Para terdakwa yang dimaksud adalah:
- Newin Nugroho, mantan Presiden Direktur PT Petro Energy
- Susy Mira Dewi Sugiarta, mantan Direktur PT Petro Energy
- Jimmy Marsin, mantan Komisaris Utama sekaligus pihak yang menikmati keuntungan dari PT Petro Energy
Menurut Budi, perkara tersebut bermula dari dugaan adanya benturan kepentingan antara PT Petro Energy sebagai pihak debitur dengan LPEI yang seharusnya menjadi lembaga pemberi fasilitas pembiayaan. Ia menyebut adanya kesepakatan informal yang mempermudah proses pemberian kredit kepada perusahaan tersebut.
Budi menjelaskan bahwa pimpinan LPEI tetap menginstruksikan pencairan kredit meskipun hasil evaluasi internal menunjukkan kelayakan kredit tidak terpenuhi. Sementara di pihak PT Petro Energy, perusahaan diduga menyuplai dokumen palsu berupa purchase order dan invoice fiktif untuk mencairkan dana, serta melakukan window dressing pada laporan keuangan.
Lebih jauh, fasilitas pembiayaan yang diterima PT Petro Energy juga tidak digunakan sesuai tujuan yang disepakati dalam perjanjian kredit. Perbuatan tersebut kemudian mengakibatkan kerugian negara dengan nilai mendekati Rp1 triliun, sesuai hasil penghitungan auditor dari Badan Pengawasan Keuangan dan Pembangunan (BPKP) yang mencapai sekitar Rp968 miliar.

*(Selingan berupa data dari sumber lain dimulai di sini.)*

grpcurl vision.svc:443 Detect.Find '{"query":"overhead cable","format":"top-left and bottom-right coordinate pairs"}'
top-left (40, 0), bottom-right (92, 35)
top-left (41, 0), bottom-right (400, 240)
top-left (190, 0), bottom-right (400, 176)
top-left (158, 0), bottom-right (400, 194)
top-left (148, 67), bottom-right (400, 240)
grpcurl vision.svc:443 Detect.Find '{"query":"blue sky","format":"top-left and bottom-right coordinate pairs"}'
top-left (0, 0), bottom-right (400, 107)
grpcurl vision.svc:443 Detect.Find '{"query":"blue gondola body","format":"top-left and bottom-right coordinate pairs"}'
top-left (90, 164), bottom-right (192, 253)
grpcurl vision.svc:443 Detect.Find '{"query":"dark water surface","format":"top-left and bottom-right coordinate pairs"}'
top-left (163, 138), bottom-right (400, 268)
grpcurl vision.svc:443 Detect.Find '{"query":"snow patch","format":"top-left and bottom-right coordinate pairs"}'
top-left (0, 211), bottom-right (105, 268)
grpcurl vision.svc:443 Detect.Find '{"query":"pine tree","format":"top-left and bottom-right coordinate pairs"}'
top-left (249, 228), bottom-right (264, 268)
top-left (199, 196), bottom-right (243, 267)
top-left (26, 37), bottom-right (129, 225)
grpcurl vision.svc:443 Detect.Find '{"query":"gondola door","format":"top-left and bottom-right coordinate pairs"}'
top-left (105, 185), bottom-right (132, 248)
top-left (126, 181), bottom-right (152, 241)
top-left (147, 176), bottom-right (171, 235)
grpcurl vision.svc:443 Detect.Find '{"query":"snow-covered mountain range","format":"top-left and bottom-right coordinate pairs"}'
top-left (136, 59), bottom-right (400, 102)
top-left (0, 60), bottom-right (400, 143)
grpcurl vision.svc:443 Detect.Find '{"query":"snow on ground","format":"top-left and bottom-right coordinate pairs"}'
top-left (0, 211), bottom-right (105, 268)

“Kami percaya Majelis Hakim akan tetap profesional dan independen dalam menilai seluruh fakta hukum yang terungkap di persidangan sebagai dasar pengambilan putusan. KPK mengimbau publik untuk terus mengikuti jalannya persidangan yang terbuka bagi umum,” ujar Budi.
Dalam persidangan sebelumnya pada Senin, 17 November 2025, JPU KPK telah membacakan tuntutan untuk masing-masing terdakwa.
- Jimmy Marsin dituntut pidana penjara 11 tahun, denda Rp400 juta, serta membayar uang pengganti sebesar 32.691.551 dolar AS.
- Susy Mira Dewi Sugiarta dituntut hukuman 8 tahun 4 bulan penjara.
- Newin Nugroho dituntut 6 tahun penjara.